Radical Shiite Muslim cleric Moqtada al-Sadr resurfaced as a concern in Iraq, calling the interim government "illegitimate" and pledging to "continue resisting oppression and occupation to our last drop of blood." "There is no truce with the occupier," Sadr said. Less than a month ago, he ordered fighters loyal to him to go home. But his spokesman Monday sought to clarify that his latest statement was not a call to arms and that his loyalists would be disbanded once all foreign troops leave Iraqi soil.
Early returns gave ex-Army general and cabinet minister Susilo Bambang Yudhoyono the lead in Indonesia's first direct presidential election. But it was too soon to tell whether a runoff might be necessary. Balloting was being conducted across 13,000 islands and three time zones. If necessary, a second round will be held in September. Yudhoyono had a five-point edge over incumbent Megawati Sukarnoputri, whose inability to stem corruption or rally the economy squandered her popularity.
Saying, "The time has come for a radical review of the trial process," the chief judge of the UN's tribunal for the Balkans adjourned the start of former Yugoslav President Slobodan Milosevic's defense. He and the tribunal's other judges are expected to rule Tuesday on how to proceed. Milosevic, who is representing himself, had planned a four-hour opening statement in the highest-profile war-crimes case in Europe since the Nuremberg trials. But new medical reports on his fragile health indicated it is essential that he rest. The prosecution, which rested its case in February, has rejected suggestions that Milosevic isn't fit enough to continue with the trial but has called for court-appointed lawyers to represent him and ease the stress on his health. The trial, already two years old, has had frequent adjournments.

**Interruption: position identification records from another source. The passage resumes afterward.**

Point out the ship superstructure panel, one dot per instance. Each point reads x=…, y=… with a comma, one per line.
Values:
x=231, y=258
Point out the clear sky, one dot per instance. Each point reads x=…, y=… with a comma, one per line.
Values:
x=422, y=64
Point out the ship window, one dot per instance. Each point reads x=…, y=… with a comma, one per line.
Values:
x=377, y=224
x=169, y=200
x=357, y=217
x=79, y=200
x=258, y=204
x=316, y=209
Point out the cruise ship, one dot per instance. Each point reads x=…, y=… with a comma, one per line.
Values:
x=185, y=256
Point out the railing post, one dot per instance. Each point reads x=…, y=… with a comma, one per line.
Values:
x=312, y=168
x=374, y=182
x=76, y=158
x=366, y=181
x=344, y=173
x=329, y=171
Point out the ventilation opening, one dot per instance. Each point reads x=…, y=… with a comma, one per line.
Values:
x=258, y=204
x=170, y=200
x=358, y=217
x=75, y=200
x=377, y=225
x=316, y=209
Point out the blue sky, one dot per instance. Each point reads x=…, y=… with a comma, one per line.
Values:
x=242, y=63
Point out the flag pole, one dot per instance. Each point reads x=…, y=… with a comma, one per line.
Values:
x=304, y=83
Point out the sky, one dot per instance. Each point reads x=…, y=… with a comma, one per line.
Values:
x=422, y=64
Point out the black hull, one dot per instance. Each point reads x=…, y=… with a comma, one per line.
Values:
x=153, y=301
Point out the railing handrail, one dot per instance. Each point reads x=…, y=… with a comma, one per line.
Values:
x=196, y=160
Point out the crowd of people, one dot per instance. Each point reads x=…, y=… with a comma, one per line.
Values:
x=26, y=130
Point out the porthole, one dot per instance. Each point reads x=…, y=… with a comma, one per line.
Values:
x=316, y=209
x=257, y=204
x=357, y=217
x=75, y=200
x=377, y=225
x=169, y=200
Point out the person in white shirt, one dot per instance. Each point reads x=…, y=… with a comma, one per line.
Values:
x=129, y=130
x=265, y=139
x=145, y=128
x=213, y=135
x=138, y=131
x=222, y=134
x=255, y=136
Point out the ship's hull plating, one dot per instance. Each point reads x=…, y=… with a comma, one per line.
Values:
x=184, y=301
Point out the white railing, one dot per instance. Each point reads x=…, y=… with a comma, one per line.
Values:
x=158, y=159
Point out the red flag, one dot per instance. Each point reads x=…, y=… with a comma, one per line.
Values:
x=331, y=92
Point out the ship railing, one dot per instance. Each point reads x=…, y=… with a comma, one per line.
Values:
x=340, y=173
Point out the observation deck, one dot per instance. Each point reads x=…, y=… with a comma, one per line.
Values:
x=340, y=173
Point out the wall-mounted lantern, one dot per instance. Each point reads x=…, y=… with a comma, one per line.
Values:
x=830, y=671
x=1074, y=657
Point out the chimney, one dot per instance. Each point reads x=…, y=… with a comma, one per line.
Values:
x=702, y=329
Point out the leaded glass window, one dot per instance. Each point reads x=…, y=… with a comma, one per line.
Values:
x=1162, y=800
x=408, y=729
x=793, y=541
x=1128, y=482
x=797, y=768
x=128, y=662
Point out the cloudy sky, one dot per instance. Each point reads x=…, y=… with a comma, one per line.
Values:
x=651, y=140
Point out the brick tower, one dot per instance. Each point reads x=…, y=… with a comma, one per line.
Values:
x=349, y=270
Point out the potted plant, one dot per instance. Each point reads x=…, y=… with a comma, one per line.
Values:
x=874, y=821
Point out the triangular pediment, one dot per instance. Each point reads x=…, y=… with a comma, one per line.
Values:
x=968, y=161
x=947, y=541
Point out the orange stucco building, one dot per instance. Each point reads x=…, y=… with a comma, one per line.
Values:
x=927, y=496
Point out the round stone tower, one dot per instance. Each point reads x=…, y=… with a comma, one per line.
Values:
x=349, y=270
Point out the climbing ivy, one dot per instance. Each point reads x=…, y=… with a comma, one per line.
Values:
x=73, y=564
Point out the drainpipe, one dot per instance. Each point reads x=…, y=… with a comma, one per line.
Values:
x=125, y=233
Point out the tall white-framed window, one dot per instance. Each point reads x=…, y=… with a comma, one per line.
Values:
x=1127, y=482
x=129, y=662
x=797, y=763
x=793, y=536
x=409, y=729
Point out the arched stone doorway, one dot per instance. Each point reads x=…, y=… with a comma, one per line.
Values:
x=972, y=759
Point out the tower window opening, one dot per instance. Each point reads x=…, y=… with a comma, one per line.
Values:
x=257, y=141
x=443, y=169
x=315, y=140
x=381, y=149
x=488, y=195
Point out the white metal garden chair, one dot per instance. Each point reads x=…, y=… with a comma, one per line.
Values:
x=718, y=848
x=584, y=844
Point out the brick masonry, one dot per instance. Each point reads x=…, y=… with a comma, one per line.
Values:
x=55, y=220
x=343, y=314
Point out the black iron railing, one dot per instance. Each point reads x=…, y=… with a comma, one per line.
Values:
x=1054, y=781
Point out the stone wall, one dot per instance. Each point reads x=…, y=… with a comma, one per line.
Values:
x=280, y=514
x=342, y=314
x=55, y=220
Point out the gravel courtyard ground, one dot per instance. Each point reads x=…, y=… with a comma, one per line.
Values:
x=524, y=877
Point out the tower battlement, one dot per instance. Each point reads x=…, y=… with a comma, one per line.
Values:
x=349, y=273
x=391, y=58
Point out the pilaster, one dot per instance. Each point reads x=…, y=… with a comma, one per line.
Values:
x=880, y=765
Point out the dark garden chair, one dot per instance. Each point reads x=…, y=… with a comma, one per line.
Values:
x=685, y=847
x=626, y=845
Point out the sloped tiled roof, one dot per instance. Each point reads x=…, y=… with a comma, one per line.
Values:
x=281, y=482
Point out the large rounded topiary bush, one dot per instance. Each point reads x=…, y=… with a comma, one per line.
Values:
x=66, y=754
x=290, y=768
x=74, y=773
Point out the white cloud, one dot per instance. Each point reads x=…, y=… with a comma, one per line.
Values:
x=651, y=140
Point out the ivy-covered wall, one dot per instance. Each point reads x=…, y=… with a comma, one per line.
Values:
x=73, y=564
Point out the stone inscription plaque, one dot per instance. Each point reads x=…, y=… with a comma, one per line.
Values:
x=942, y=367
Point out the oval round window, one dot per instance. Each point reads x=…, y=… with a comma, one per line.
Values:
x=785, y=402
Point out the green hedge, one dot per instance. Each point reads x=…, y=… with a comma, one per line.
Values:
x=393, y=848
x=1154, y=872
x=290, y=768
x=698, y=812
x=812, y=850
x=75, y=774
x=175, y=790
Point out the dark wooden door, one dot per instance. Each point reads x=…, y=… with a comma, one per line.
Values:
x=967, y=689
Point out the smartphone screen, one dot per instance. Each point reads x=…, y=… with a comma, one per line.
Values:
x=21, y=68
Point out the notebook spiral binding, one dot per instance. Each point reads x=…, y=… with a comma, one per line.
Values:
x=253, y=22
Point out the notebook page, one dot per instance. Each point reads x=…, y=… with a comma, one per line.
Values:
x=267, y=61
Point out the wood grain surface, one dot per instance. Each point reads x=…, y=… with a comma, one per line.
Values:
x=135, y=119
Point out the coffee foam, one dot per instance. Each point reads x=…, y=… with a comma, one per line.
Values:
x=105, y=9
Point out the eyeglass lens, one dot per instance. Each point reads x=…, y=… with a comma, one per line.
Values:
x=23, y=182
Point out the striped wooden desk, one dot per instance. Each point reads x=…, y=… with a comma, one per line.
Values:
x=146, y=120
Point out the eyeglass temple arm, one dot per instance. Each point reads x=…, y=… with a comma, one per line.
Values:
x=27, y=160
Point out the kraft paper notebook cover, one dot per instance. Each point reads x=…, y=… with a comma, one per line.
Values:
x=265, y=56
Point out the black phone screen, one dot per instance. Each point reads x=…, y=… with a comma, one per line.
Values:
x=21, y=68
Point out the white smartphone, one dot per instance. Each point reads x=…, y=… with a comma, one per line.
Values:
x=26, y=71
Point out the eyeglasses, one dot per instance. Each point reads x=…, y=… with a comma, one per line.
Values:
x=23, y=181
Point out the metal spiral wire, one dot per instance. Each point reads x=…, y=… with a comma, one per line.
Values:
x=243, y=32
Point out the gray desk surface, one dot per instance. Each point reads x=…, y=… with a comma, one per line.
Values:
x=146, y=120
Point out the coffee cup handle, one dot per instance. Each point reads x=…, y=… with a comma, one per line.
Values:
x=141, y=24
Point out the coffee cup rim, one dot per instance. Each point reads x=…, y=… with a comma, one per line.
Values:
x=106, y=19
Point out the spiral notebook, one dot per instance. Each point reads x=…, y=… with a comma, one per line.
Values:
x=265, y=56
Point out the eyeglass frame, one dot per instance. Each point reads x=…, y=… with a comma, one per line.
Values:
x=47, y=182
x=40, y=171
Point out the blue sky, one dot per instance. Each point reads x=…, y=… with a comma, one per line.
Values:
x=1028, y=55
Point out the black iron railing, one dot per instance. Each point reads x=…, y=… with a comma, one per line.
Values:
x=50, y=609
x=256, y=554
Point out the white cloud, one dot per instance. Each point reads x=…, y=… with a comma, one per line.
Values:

At least 35 people were reported dead or missing and more than 10,000 others were stranded in the worst flooding in Taiwan in a quarter-century. Tropical storm Mindulle still was dumping heavy rains on the island Monday, although its main force was pushing on across the East China Sea toward South Korea.
Doctors said they held out hope for the life of Austrian President Thomas Klestil after he was rushed to a Vienna hospital in critical condition because of what was diagnosed as a heart problem. His second and final six-year term ends Thursday.